Writer: Georgina Burns
Director: Tessa Walker
⭐️⭐️💫
The problems of the National Health Service are rarely out of the headlines, so perhaps a drama about them can only expand on what most of us already know. Georgina Burns’ new one act play, Ravenscourt, sets out to dig beneath the news stories and investigate the reality, specifically in relation to mental health services. The play achieves stretches of intense drama, but covers over-familiar themes and frequently gets bogged down in its own worthy intentions.
The setting is the out patients wing attached to Ravenscourt, a psychiatric hospital. Lydia (Lizzy Watts) has been recruited from the private sector to work as a therapist alongside the unit manager, Denise (Andrea Hall) and Arthur (Jon Foster), both seasoned professionals who have learned how to combine compassion with cynicism. Lydia is full of enthusiasm and eager to make a difference, but she quickly grows to understand the scale of the challenges facing her.
Denise and Arthur have all but given up on Daniel, a “revolving door” patent who keeps being referred back for further sessions of therapy, so they decide that Lydia should take him on.
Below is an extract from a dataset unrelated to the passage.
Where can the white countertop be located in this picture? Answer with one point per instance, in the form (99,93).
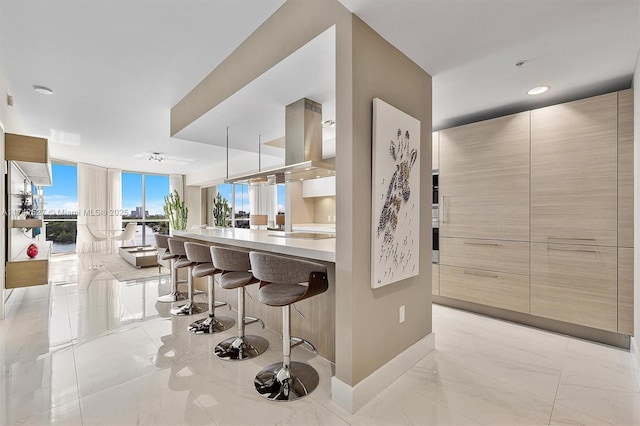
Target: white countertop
(271,241)
(314,227)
The 33-year-old patient suffers from acute depression with bursts of anger and he has mother issues. Josef Davies’ performance as a man overpowered by controlled and uncontrolled rage, is the spark which ignites director Tessa Walker’s sometimes pedestrian production. The tormented Daniel is a compelling case study, finely drawn by both writer and actor, and the play leaves us wanting to know more about him than is possible when the main focus is on the provision of services to help him.
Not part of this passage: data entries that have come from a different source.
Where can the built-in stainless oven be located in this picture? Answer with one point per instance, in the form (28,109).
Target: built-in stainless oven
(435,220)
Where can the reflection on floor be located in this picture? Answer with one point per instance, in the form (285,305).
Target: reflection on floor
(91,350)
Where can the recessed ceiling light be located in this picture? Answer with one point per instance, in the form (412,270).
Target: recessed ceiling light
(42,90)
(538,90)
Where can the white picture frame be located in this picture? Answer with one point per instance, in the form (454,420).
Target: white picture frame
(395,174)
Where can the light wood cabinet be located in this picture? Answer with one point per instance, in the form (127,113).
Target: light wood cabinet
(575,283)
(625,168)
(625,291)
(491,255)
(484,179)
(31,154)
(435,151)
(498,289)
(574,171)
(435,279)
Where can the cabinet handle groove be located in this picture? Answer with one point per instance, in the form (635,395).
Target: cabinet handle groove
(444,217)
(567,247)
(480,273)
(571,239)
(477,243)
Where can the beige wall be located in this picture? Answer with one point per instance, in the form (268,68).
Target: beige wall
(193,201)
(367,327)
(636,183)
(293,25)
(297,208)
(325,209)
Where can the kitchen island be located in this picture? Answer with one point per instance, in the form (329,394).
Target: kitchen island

Debbie Duru’s simple but effective design adapts cleverly for set changes. Burns touches on some big issues, questioning the boundaries of ethical conduct as well as highlighting the shortcomings of a system which we should all know is under-funded and under-staffed. Her writing has admirable clarity, but little flair. with the result that her drama informs more consistently than it entertains.
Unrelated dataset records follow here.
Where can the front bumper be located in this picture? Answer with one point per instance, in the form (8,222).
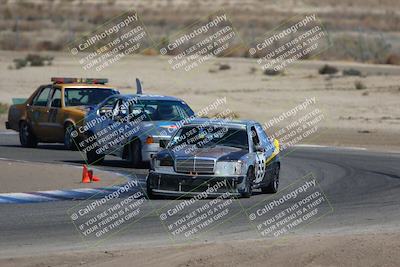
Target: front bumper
(187,185)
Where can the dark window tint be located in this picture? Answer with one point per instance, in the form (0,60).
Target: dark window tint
(56,99)
(86,96)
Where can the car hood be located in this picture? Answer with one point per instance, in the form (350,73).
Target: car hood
(216,152)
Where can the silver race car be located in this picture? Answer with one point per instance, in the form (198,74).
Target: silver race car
(216,156)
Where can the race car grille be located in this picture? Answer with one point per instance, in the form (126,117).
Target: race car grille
(195,165)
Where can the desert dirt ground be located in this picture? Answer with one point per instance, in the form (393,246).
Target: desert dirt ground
(362,249)
(367,117)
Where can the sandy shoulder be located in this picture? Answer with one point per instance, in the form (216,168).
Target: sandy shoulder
(17,177)
(334,250)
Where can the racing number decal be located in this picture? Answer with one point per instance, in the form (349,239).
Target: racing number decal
(260,167)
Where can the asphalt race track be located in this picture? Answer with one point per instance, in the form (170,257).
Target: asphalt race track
(363,188)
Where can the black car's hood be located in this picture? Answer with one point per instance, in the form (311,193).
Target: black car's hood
(216,152)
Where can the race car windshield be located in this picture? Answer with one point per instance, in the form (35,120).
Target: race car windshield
(86,96)
(210,137)
(161,110)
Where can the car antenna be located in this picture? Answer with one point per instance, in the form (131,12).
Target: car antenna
(139,90)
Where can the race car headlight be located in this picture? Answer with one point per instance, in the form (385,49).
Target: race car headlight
(229,168)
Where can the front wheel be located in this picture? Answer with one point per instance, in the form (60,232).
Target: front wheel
(26,137)
(273,185)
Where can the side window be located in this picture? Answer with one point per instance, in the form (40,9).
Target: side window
(42,98)
(254,136)
(56,99)
(107,107)
(265,142)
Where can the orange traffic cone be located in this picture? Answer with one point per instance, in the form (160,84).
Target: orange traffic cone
(93,178)
(85,175)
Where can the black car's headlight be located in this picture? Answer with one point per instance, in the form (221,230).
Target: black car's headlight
(227,168)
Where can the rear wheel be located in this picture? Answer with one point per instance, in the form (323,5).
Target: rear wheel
(273,185)
(135,153)
(26,137)
(248,183)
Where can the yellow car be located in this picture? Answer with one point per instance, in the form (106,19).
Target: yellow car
(53,111)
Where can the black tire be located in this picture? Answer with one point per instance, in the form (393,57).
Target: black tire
(135,154)
(273,185)
(248,184)
(92,157)
(26,137)
(69,141)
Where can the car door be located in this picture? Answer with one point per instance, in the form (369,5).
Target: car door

Overall, the play’s impact is patchy. Its 90-minute running time breaks into three roughly equal parts: an unremarkable opening sets the scene and establishes characters; an intense middle section, focussing on the troubled patient, contains real meat; and a final section, turning to the tolls which their jobs take on professionals, feels like an anticlimax after what had been seen immediately before and it simply goes on for too long.